もともとベンヤミンは「個人にとって外的であるようなかなり多くのものが、集団にとっては内的なものである」ということに関心をもっていた。個人の内部性と集団の外部性を問題にしたのでは、ない。その逆である。「個人の外部性」と「集団の内部性」に関心をもったのだ。それがベンヤミンの「集団の夢」なのだ。
ベンヤミンがこうした「集団の夢」に一貫した関心をもちつづけたことは、近現代思想のレパートリーではかなり特異なものである。なぜなら近代社会ではやっと個人や自我が歴史や社会と対応して、その確立と懐疑に向かえたからだ。それなのにベンヤミンは二十世紀の半ばに向かって、むしろ十九世紀の集団が夢みた痕跡を解明することにこだわった。それはヘタをすれば資本主義が商品や製品に託した幻影のようなものの追慕になりかねない。
けれどもベンヤミンはそれをした。そしてその資本主義社会が十九世紀の都市の隅々に投下したファンタスマゴリア(幻像)に、今後の社会がそれ以上のものを付け加えるのは不可能ではないかというほどの原型の羅列を見た。そこに「アウラ」を見た。あとは「複製の時代」になるだろうと予想した。これはアナクロニズムだろうか。そういうところも少しはあるが、ぼくはそうは思わない。このような思索態度や記録態度こそは、これからやっと重視されることだろうと思う。

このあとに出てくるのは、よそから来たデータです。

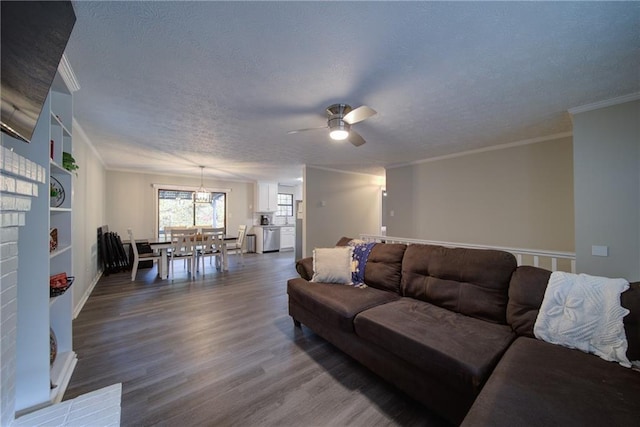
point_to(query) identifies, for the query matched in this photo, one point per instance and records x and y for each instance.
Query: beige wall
(520, 196)
(131, 201)
(339, 204)
(607, 190)
(88, 214)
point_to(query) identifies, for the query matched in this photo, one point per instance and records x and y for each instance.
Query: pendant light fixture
(202, 195)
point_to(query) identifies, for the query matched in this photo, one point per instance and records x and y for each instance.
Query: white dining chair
(183, 248)
(210, 246)
(155, 257)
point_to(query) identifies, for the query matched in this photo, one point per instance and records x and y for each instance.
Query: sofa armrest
(304, 267)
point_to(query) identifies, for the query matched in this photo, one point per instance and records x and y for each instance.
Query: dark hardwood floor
(221, 350)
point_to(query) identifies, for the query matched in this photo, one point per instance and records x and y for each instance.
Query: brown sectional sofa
(453, 328)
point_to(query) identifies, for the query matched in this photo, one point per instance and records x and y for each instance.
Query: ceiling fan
(340, 119)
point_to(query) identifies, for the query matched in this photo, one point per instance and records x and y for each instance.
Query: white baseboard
(85, 297)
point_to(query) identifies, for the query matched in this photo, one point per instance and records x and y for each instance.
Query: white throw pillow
(332, 265)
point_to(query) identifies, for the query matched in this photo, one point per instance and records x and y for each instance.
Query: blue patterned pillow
(361, 253)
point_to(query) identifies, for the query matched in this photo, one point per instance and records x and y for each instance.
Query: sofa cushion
(537, 383)
(473, 282)
(457, 349)
(337, 304)
(526, 293)
(384, 266)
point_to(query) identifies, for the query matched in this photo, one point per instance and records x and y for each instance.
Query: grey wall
(518, 196)
(339, 204)
(607, 190)
(89, 189)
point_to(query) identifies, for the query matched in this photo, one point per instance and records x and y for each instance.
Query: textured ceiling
(168, 86)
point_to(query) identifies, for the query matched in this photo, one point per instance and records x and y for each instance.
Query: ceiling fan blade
(306, 130)
(359, 114)
(355, 138)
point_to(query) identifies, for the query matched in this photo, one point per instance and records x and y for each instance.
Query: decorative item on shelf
(59, 283)
(69, 163)
(53, 239)
(56, 192)
(53, 346)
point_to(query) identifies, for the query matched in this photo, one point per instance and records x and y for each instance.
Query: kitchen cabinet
(266, 197)
(287, 238)
(267, 238)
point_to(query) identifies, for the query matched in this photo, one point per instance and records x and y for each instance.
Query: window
(285, 204)
(177, 209)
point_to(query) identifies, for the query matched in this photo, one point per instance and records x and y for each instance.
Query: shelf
(55, 121)
(57, 169)
(61, 374)
(59, 251)
(52, 210)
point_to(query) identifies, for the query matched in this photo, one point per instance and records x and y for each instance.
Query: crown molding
(77, 129)
(603, 104)
(67, 74)
(486, 149)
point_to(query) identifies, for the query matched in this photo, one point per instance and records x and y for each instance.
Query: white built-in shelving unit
(39, 383)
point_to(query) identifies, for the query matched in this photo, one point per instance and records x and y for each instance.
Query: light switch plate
(599, 250)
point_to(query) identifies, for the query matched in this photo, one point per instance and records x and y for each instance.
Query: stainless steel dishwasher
(271, 239)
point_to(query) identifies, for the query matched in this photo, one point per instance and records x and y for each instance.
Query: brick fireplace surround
(19, 180)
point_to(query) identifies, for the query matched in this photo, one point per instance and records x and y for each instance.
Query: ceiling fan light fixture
(339, 129)
(339, 134)
(202, 195)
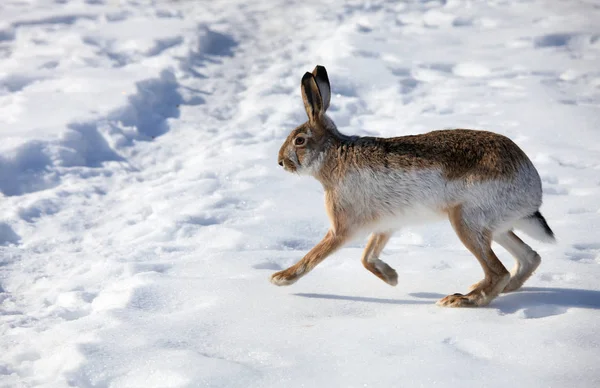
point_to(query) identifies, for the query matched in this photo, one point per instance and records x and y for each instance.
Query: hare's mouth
(289, 166)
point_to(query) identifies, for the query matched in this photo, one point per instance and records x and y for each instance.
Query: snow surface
(142, 209)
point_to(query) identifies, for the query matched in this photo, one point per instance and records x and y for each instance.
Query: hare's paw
(457, 300)
(284, 278)
(386, 273)
(477, 285)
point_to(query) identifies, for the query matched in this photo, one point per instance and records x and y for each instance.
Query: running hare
(483, 182)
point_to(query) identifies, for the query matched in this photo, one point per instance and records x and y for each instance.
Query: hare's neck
(336, 160)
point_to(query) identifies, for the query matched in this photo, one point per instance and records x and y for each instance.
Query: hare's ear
(313, 103)
(323, 83)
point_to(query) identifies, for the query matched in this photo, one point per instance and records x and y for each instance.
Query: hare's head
(303, 150)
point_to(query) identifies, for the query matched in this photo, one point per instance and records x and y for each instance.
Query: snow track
(142, 209)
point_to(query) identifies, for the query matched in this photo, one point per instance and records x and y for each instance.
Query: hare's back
(460, 153)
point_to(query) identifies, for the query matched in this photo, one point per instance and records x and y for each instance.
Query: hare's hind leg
(527, 259)
(372, 262)
(478, 241)
(330, 243)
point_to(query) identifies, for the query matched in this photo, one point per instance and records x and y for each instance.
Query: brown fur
(465, 155)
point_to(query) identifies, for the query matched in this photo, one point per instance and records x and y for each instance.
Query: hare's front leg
(330, 243)
(372, 262)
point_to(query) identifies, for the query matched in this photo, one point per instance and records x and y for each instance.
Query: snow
(142, 210)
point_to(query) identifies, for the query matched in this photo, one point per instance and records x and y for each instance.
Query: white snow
(142, 209)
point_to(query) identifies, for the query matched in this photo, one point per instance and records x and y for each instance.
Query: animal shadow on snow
(537, 302)
(548, 298)
(361, 299)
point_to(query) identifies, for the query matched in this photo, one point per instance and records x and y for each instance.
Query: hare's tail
(536, 226)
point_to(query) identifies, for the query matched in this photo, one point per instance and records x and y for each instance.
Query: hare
(481, 181)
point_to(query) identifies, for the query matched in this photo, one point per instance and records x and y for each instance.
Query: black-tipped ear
(313, 103)
(322, 79)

ベンヤミン以降の時代、それは第二次世界大戦後の社会ということになるのだが、しだいに集団よりも個人を重視するようになっていった。そのうち、集団に排除された個人や集団に埋没した個人については、その集団の意義を無視してまでも擁護されていくようになった。
ベンヤミンはそれとはまったく逆の方向に歩んでいた戦時者だったのである。ベンヤミンにとっては情報の「配列」と「布置」こそがすべてであって、そこから何が抽出され、そこに何が引用されたのか、それを編集できるかどうかが最大の問題なのである。個人とはその抽出と引用の代名詞であったのだ。
このことが示唆する意味は、ベンヤミンが若いころから書物を偏愛し、それ以上に装幀に稠密な好奇心をもっていたことにあらわれている。ベンヤミンにとって書物とは、それが見えているときと、それが手にとられるときだけが書物であったからである。その書物の配列と布置と同様に、ベンヤミンには都市が抽出と引用を待つ世界模型に見えたわけだった。
しかし、書物も都市も、また商品も、それを「外側から内側に向かって集約されたもの」と見るか、それとも「内側が外側に押し出されたもの」と見るかによって、その相貌が異なってくる。
そこでベンヤミンはさきほどのべた「個人にとって外的であるようなもの」と「集団にとっては内的なもの」との絶妙な線引きに関心をもつ。そして、その線引きを「敷居」(Schwelle)と名付けた。この敷居はファンタスマゴリアな閾値と境界をともなう敷居である。のちにヴィンフリート・メニングハウスがベンヤミン論でそうのべているのだが、ベンヤミンの業績のすべてにお節介な学問の名をつけるとすれば、それはやっぱり「敷居学」というものなのだ。
しかし、意外にもベンヤミンは敷居そのものではなく、また個人が敷居をまたぐ意識の分析ではなく、そのような敷居をつくった都市や百貨店や商品の現象のほうに記述の大半を費やした。それゆえ『パサージュ論』を読む者が驚くのは、その都市の敷居がトポグラフィックにも、精神科学的にも、また現象学的にも文学的にも、個人の意図も集団の意図も消しているということだ。ベンヤミンは敷居(たとえば門や呼び鈴)に意味を与えようとしなかっただけでなく、敷居を通過させるようにした装置そのものにのみ関心を注いだのである。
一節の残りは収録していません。